Comment by fc417fc802
5 days ago
It's an interesting observation and that's a nice example you provided but does it actually matter? Just because certain sequences can't occur doesn't necessarily mean the bias has any practical impact. It's bias in the theoretical sense but not, I would argue, in the practical sense that is actually relevant. At least it seems to me at first glance, but I would be interested to learn more if anyone thinks otherwise.
For example. Suppose I have 2^128 unique playing cards. I randomly select 2^64 of them and place them in a deck. Someone proceeds to draw 2^8 cards from that deck, replacing and reshuffling between each draw. Does it really matter that those draws weren't technically independent with respect to the larger set?
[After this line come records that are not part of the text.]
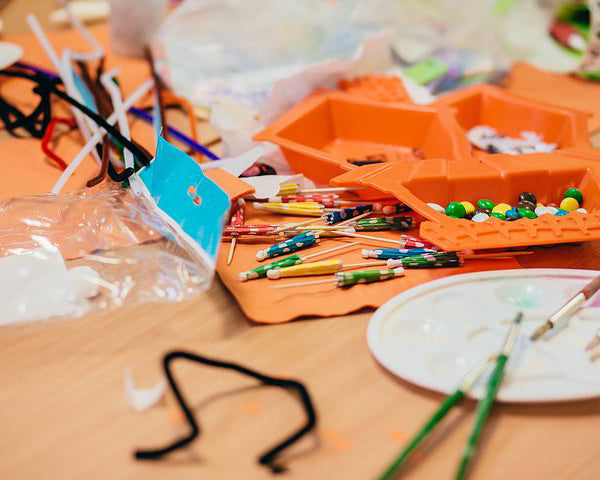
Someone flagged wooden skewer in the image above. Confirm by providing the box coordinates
[269,278,336,290]
[271,217,323,235]
[330,231,405,245]
[227,237,237,265]
[302,242,360,262]
[298,187,364,193]
[459,251,535,260]
[333,212,373,227]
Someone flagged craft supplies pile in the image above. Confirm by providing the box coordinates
[0,0,600,479]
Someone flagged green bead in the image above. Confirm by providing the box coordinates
[337,269,396,287]
[249,255,302,278]
[518,208,537,218]
[446,202,467,218]
[477,198,496,210]
[565,188,583,205]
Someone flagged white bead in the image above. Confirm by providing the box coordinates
[471,212,490,223]
[427,203,446,213]
[67,266,100,301]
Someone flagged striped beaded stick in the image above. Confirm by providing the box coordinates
[227,198,246,265]
[360,248,438,260]
[325,205,373,225]
[238,242,360,282]
[271,267,404,289]
[354,217,413,232]
[256,232,319,262]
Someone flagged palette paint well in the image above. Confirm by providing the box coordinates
[367,269,600,402]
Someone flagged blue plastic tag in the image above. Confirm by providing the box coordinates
[139,137,229,261]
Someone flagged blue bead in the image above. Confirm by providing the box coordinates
[504,208,521,220]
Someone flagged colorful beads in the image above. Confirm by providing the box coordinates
[517,208,537,219]
[427,203,446,213]
[564,188,583,205]
[492,203,511,215]
[223,225,279,237]
[519,192,537,205]
[560,197,579,212]
[446,202,467,218]
[252,202,324,217]
[460,202,475,216]
[267,259,344,280]
[325,205,373,225]
[360,248,437,260]
[504,208,521,222]
[471,212,490,223]
[238,255,302,282]
[256,232,319,262]
[354,217,413,232]
[477,198,496,211]
[401,252,461,268]
[335,268,404,287]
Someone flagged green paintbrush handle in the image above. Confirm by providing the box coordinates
[379,390,464,480]
[454,355,508,480]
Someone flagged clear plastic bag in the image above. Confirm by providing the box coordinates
[0,184,214,325]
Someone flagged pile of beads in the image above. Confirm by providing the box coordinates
[427,188,587,222]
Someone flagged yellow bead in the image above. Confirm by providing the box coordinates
[492,203,512,215]
[560,197,579,212]
[460,202,475,215]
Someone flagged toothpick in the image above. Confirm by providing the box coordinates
[302,242,360,262]
[271,217,323,235]
[298,187,364,193]
[330,231,406,245]
[334,212,373,227]
[342,260,388,270]
[459,251,535,260]
[269,278,337,290]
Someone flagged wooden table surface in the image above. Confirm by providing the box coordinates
[0,2,600,480]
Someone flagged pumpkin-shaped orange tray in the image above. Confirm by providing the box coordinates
[332,149,600,250]
[254,91,471,183]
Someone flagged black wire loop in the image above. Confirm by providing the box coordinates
[134,351,317,473]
In a sense they are independent so long as you view what happened as a single instance of a procedure that has multiple phases as opposed to multiple independent instances. And in practice with a state space so much larger than the sample set the theoretical aspect simply doesn't matter one way or the other.
We can take this even farther. Don't replace and reshuffle after each card is drawn. Since we are only drawing 2^8 of 2^64 total cards this lack of independence won't actually matter in practice. You would need to replicate the experiment a truly absurd number of times in order to notice the issue.
If it had a practical impact, then it would imply that such statistical tests could be used as a distinguisher to attack the RNG. They fail as distinguishers, even with absolutely enormous amounts of data, so the bias is too small to have any influence in any practical experiment. You'd expect to need to observe 2^128 states to detect bias in a 256-bit CSPRNG, which means you'll have to store 2^128 observed states. That's around 10^20 EiB of storage needed. Good luck affording that with drive prices these days!
At a certain point a bias in the prng just has to become significant? This will be a function of the experiment. So I don’t think it’s possible to talk about a general lack of “practical impact” without specifying a particular experiment. Thinking abstractly - where an “experiment” is a deterministic function that takes the output of a prng and returns a result - an experiment that can be represented by a constant function will be immune to bias, while one which returns the nth bit of the random number will be susceptible to bias.
> At a certain point a bias in the prng just has to become significant?
Sure, at a point. I'm not disputing that. I'm asking for a concrete bound. When the state space is >= 2^64 (you're extremely unlikely to inadvertently stumble into a modern PRNG with a seed smaller than that) how large does the sample set need to be and how many experiment replications are required to reach that point?
Essentially what I'm asking is, how many independent sets of N numbers must I draw from a biased deck, where the bias takes the form of a uniformly random subset of the whole, before the bias is detectable to some threshold? I think that when N is "human" sized and the deck is 2^64 or larger that the number of required replications will be unrealistically large.